Ask anyone with minimal football knowledge: “How many cards are present in the game”? The answer will be: “Two”.
“What are your colors?” is the next question, also not very difficult. “Yellow and red.”
The third question: “What is each one for?”. Without going into much depth, the answer is: “Yellow is a warning, a warning, an alert. Red is expulsion, exclusion from the match”.
Used since the 1970 World Cup, they are displayed by the referee in cases of hard fouls, complaints, indiscipline.
Until this week, I (and possibly you too) only knew about the existence of these two cards in football.
Well, surprise, there’s a third.
Which is unofficial, not in the rules, not endorsed by FIFA or Ifab (the body that regulates the laws of sport). Which was created in Portugal, in 2018, by the country’s government, via the National Plan for Ethics in Sports, and adopted by the Portuguese Football Federation.
And that appeared for the first time to the world on Saturday (21), in Benfica 5 x 0 Sporting, for the quarterfinals of the women’s Cup of Portugal.
Near the end of the first half of the Lisbon derby played at Estádio da Luz, it became known that a fan who followed the game in the stands was having a health problem.
Immediately, the doctors of the two teams moved towards the place and jointly provided assistance to the person who had a sudden illness.
After the scare, with the professionals returning to their proper positions on the field, much applauded by the audience of 15,000 fans, an unusual and unprecedented scene was seen inside the lawn.
The referee Catarina Campos, 37, took a white card out of her pocket, lifting it and showing it to the doctors. That done, more applause from the public, who, whether they understood the gesture or not, appreciated and approved it.
The white card is intended to convey the message of an act of “fair play” during the match. In this case, the action of the doctors of the two teams in relation to the fan.

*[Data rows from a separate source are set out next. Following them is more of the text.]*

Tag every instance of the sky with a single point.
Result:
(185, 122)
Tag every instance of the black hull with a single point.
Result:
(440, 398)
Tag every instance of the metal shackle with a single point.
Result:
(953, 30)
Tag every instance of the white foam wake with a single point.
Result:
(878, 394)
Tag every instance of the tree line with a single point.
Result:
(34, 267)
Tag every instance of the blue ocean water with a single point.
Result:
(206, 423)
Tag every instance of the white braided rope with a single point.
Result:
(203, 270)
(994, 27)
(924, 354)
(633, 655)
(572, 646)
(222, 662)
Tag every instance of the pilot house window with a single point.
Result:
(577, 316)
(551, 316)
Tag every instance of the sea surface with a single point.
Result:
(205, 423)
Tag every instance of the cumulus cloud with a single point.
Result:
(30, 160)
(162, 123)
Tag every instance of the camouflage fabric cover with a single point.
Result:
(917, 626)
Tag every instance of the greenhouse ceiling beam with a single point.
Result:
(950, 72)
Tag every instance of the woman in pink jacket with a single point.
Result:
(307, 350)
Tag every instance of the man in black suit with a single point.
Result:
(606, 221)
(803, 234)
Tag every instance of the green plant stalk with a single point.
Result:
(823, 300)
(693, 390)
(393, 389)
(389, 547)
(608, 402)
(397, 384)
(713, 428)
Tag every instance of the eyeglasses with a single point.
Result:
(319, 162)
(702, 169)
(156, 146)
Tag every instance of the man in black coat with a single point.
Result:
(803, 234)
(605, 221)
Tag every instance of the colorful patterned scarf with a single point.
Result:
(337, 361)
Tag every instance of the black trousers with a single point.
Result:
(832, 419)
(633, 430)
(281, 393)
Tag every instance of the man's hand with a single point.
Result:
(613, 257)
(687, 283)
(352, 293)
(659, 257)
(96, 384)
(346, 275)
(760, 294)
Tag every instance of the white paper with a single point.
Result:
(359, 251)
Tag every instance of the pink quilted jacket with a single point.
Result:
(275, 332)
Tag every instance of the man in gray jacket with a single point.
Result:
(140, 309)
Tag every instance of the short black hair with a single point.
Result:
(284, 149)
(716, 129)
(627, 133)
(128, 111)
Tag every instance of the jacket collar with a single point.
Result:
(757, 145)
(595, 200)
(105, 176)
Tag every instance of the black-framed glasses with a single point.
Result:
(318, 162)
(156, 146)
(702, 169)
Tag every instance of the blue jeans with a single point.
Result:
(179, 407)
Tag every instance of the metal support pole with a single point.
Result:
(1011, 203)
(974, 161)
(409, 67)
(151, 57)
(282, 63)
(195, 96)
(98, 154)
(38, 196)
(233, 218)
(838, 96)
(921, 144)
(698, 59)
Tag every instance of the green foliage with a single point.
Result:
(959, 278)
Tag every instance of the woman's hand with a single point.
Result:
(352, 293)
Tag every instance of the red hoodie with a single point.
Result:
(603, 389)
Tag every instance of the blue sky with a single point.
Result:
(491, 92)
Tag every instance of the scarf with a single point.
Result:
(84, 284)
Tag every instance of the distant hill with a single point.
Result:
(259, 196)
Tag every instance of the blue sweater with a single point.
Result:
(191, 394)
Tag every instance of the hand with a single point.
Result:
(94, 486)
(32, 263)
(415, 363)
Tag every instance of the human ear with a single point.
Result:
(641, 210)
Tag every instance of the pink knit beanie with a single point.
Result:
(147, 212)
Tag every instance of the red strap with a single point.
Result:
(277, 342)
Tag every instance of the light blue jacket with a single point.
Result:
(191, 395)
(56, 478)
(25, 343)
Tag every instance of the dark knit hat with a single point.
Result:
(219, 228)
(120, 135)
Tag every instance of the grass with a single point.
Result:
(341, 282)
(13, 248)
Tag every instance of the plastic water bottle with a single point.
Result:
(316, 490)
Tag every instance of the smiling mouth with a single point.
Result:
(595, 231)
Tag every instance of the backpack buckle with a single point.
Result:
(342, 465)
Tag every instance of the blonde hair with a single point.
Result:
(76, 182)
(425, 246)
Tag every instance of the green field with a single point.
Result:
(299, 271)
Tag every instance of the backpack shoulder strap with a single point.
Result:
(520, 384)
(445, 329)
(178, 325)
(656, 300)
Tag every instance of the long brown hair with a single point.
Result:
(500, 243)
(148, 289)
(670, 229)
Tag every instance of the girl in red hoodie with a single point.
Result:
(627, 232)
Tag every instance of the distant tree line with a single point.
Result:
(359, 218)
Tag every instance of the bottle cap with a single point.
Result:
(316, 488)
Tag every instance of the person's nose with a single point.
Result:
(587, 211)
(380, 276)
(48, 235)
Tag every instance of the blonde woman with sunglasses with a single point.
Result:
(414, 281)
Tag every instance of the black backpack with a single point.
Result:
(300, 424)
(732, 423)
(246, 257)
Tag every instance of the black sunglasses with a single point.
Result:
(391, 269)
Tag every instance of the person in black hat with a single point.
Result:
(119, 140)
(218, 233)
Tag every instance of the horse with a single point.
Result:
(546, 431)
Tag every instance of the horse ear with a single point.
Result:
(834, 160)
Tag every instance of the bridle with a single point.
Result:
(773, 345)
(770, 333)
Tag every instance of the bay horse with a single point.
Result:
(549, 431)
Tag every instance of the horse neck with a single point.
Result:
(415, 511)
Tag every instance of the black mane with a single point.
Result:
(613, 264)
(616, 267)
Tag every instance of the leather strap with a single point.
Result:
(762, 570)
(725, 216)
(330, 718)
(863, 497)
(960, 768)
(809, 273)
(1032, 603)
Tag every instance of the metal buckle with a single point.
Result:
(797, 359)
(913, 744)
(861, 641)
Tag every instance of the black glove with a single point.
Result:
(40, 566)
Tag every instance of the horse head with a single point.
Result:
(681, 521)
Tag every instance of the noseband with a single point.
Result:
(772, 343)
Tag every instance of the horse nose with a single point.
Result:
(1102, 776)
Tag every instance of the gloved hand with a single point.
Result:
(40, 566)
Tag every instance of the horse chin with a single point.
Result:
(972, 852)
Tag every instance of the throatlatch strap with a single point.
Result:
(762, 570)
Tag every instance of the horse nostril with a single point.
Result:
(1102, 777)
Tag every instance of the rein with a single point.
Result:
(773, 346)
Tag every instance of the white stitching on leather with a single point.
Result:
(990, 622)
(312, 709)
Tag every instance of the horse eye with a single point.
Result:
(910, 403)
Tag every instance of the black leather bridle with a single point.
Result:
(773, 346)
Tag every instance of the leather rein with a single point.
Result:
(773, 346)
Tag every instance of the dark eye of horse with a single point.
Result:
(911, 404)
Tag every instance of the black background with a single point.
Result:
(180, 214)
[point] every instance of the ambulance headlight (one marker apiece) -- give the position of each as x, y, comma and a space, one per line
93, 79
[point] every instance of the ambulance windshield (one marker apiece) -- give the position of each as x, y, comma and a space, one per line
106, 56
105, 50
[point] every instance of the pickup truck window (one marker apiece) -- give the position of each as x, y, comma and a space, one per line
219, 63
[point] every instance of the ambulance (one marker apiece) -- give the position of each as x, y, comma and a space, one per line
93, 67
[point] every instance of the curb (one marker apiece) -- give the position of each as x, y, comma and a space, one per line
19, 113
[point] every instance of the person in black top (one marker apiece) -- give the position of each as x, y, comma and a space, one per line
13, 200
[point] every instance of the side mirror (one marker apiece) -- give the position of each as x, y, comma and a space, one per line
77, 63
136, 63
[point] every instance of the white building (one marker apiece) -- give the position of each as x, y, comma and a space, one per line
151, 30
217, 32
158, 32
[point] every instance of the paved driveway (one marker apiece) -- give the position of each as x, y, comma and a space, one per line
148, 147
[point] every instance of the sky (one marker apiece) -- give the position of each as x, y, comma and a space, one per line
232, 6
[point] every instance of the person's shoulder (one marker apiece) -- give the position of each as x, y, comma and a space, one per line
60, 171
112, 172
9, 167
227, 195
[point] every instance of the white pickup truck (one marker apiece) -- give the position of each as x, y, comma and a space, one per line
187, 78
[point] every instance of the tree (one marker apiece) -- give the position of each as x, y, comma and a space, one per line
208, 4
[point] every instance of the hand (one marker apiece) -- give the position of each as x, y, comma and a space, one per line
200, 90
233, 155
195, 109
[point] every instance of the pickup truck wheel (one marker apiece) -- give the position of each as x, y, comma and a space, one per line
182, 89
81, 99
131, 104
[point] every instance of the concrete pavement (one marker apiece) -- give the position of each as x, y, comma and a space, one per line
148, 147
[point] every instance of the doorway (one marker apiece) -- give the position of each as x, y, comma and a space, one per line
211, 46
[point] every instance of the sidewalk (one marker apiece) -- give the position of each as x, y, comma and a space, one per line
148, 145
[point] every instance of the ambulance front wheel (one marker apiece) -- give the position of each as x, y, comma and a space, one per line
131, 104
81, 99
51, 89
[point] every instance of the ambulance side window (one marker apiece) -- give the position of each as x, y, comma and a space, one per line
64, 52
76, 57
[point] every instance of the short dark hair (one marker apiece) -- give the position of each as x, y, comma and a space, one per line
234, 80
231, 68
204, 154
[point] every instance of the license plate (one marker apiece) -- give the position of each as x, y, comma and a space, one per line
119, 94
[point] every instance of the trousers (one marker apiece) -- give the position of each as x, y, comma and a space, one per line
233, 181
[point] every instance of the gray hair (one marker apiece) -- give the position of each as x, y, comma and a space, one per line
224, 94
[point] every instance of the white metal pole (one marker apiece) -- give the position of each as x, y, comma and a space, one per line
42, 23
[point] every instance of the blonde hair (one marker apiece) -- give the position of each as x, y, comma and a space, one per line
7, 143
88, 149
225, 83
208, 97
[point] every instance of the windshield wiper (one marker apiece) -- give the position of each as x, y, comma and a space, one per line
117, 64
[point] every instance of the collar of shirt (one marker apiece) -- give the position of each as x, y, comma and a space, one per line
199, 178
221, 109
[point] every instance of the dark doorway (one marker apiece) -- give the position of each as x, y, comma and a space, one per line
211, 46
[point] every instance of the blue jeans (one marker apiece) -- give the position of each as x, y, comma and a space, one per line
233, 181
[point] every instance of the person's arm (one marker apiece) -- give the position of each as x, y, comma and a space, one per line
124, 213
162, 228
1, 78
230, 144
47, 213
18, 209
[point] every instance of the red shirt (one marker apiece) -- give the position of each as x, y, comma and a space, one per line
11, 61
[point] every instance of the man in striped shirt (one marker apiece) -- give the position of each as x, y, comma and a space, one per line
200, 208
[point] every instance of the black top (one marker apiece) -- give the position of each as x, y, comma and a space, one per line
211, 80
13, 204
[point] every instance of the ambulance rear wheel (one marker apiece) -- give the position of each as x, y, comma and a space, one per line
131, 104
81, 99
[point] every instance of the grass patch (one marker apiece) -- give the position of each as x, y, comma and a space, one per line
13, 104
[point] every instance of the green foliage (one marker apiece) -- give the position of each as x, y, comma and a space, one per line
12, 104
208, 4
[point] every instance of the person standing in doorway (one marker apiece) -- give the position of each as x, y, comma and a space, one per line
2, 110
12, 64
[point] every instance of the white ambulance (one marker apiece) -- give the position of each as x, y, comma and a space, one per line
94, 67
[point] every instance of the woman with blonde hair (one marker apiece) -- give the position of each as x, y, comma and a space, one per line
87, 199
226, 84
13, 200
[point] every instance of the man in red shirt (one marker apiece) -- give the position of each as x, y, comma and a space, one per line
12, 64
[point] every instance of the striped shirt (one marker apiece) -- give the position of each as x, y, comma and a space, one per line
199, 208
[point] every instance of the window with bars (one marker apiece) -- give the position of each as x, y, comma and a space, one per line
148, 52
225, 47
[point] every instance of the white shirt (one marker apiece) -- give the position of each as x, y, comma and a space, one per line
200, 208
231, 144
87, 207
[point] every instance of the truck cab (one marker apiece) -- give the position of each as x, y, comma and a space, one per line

Fair play is translated as “fair play”, but in this situation, that of the white card, its use gains scope, relating to an admittedly ethical and dignified conduct, of outstanding professionalism, of immediate and vital assistance to others.
It is curious that only five years after the introduction of this novelty in Portugal did it appear.
Was there nothing in that period that deserved a white card? Or did the majority of referees consider the device “unimportant”, not even taking the “color of peace” card to the field?
Catarina Campos remembered it, decided to use it, gained spotlight for its pioneering spirit. It may have inaugurated a new era, in which the white card will become more seen in Portugal and, perhaps, be adopted in other countries.
It is necessary? Do not. Is it revolutionary? Do not. Is it positive? Yes. It’s cool? Yes.
It just cannot be used routinely, but only in peculiar situations, so that it does not become banal and unworthy of due attention.